Howard beekeeper's business is booming, helping plants

Jason Hough has set his sights on 6.5 tons of honey next year

  • A male drone bee at right has a greater body mass than the worker bees and larger eyes. The male drones don't go after nectar, they do no housework and exist solely to mate with the queen bee once and then they are disemboweled.
A male drone bee at right has a greater body mass than the worker… (Jed Kirschbaum, Baltimore…)
June 03, 2011|By Janene Holzberg, Special to The Baltimore Sun

As Jason Hough steers his Chevy Silverado along the curving country roads of western Howard County, he makes a habit of stopping and slowly backing up his truck to trade friendly gibes with fellow farmers he's caught sight of in his rearview mirror.
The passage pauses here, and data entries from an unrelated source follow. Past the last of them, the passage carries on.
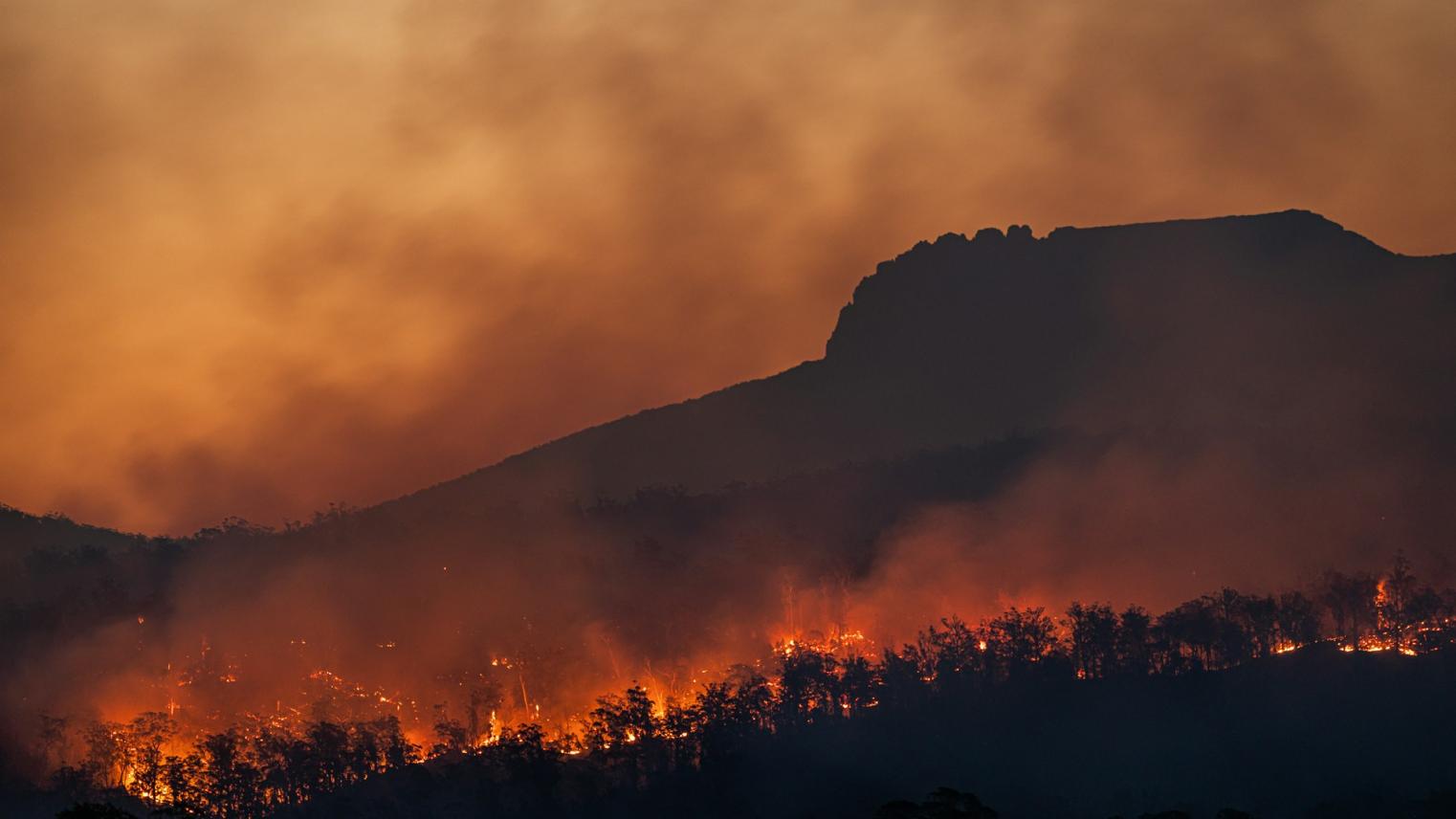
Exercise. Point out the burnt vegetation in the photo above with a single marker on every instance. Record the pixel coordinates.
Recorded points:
(827, 724)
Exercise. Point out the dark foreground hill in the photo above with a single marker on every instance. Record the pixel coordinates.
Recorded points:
(1313, 733)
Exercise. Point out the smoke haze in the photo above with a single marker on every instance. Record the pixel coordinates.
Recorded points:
(258, 261)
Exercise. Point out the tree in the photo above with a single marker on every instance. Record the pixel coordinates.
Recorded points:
(1020, 638)
(1135, 651)
(1093, 640)
(1350, 599)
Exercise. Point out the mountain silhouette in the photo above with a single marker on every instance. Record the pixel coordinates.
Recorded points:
(1283, 322)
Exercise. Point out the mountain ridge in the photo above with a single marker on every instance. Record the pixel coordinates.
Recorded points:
(892, 323)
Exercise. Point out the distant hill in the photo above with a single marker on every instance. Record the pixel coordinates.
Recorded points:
(1251, 321)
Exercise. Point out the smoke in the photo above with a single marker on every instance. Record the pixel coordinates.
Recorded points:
(258, 261)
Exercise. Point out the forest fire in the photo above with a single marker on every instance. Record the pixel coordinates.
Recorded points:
(335, 730)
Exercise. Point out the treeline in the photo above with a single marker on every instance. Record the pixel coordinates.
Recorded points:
(630, 741)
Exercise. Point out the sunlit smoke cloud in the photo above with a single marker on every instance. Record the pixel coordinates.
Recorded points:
(258, 259)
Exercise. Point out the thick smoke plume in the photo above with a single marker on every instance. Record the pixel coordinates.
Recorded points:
(262, 261)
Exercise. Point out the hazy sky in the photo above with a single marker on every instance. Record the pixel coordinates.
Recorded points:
(259, 256)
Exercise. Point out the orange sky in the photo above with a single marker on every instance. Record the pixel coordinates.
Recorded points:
(256, 256)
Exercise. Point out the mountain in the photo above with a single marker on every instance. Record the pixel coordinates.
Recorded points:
(1249, 321)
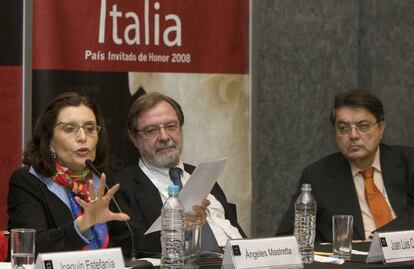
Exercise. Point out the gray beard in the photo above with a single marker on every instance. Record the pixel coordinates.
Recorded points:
(165, 161)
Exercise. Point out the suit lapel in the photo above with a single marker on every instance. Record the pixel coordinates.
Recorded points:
(59, 211)
(343, 187)
(148, 196)
(393, 176)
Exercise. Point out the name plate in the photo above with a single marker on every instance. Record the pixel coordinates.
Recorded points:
(110, 258)
(264, 252)
(392, 247)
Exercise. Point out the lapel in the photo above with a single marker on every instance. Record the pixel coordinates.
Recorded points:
(147, 196)
(393, 174)
(59, 212)
(343, 188)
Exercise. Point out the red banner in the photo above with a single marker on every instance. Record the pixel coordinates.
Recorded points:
(10, 137)
(201, 36)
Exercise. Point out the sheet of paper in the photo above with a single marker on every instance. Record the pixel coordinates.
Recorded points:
(197, 187)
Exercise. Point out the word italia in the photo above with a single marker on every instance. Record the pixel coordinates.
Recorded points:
(402, 244)
(149, 24)
(270, 252)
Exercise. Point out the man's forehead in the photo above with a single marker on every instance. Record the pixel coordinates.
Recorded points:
(160, 113)
(353, 114)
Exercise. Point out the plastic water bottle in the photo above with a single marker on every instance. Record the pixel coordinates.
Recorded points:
(305, 223)
(172, 230)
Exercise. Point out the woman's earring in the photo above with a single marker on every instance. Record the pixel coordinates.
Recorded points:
(53, 153)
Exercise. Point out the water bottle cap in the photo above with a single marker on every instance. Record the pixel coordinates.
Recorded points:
(173, 189)
(306, 187)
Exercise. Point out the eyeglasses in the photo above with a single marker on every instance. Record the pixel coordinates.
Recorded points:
(362, 127)
(155, 130)
(73, 128)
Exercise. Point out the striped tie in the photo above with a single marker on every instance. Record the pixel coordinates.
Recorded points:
(376, 201)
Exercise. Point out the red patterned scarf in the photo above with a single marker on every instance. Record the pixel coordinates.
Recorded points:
(78, 183)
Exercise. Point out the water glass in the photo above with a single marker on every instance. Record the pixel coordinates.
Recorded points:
(342, 236)
(22, 248)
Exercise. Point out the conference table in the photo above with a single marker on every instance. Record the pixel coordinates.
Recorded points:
(356, 262)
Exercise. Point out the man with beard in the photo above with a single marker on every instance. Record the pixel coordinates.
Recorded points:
(155, 128)
(369, 180)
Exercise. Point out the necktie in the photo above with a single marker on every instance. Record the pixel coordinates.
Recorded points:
(376, 201)
(175, 176)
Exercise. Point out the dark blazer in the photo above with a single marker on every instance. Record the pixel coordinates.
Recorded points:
(143, 203)
(32, 205)
(334, 190)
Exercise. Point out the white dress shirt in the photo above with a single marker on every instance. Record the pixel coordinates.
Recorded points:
(368, 219)
(221, 227)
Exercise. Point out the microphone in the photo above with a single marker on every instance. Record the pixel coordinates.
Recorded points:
(133, 261)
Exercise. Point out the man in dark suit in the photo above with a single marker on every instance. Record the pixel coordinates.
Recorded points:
(155, 128)
(371, 181)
One neighbor, after confiding that his alfalfa isn't drying all that well in the recent humidity, promises he won't snitch to Hough's wife about his female passenger. Another wants to know why a reporter riding shotgun doesn't have anything better to do than write about honeybees.

Shifting back into drive once again, Hough turns onto a crude dirt road near a newly installed cellphone tower on the northeastern edge of the 285-acre Larriland Farm in Woodbine, and parks in the knee-high weeds to check on his beehives.

"I've been going through a major expansion this year," says Hough, who explains he has nearly doubled the total number of hives he maintains for the popular pick-your-own farm and several other local operations. He's gone from 80 to 160 hives, and now has more than 2 millionbees at Larriland alone.

For five years he's been selling his honey wholesale to Lynn Moore, one of three siblings who own and operate Larriland. But it flies off the shelf within days of delivery, so Moore's been asking Hough to increase production from the 2,000 to 3,000 pounds he's been harvesting from her hives each season, which ends Oct. 31.

He has complied with her request this spring, estimating his enlarged apiaries — or yards, as they're popularly called — will produce as much as 8,000 pounds of honey this year and that Larriland will get between 3,000 and 5,000 pounds to sell. Next year, Hough has set his sights on 13,000 pounds.

But Moore has another motive for employing a beekeeper.

Hough's bees are performing a critical step in the food production process, she says. While peaches are self-pollinating, and tomatoes, green beans and barley don't need bees' help, crops that rely on the winged insects for pollination include apples, cherries, berries, cucumbers, eggplant and pumpkins.

Moore points out that there are other native pollinators, such as bumblebees, wasps and butterflies, and that Larriland has set aside 50 acres of woods to accommodate them. But there aren't enough of those species of insects to get the job done, she says.

"Without these three yards and the 800,000 bees they each contain, the total yield from these crops would drop significantly, as much as 25 percent," Hough estimates. "They may get the same number of apples, for instance, but they'd be smaller and would fill fewer bushel baskets by volume."

The beehives that hobbyists tend also play an essential role, Moore and Hough both point out, especially as many farmers confront higher incidences of mite infestation and a new phenomenon called colony collapse disorder, in which bees die for unknown reasons.

Hough attended the Howard County Council hearings last fall when zoning rules for beekeeping were under discussion. The meetings ended in February as the county adopted regulations that said bees are no longer considered farm animals, which meant that hives need not be set back from neighboring properties by 200 feet, among other specifications.

"I've been in 4-H my entire life and I wanted to show my support for the right to have an agricultural project like beehives on your property," he said. "That's the way in to agriculture for most young people, and I place an extremely high value on such educational outlets."

Aside from defending beekeepers' rights, it's a simple numbers game, he explained.

"The more bees that are around, the more help farmers get with food production," he said. "The bees that hobbyists keep make a real difference to our local crops. And the number of beekeepers has been dramatically increasing over the past 10 years, which is a very good thing."

In Howard County, there are 83 registered beekeepers in 95 locations, and they tend to 235 colonies of honeybees, according to figures collected by the agricultural marketing division of the Howard County Economic Development Authority.

While Hough has kept bees for 21 of his 35 years, beekeeping is only one of his many jobs. He works full time in information technology for Marriott International, where he's on call 24/7. He also works on the family's 64-acre Woodcamp Farm, a Mount Airy livestock operation known primarily for its meat products.

Jason and his wife, Lindsay, a first-grade teacher at Lisbon Elementary, live in the original, renovated farmhouse on the farm with their children, Andrew, 7, and Regan, 4. His parents, Dale and Jan Hough, and two brothers, Sean and Josh, also work on the farm and live in homes on the Hardy Road property.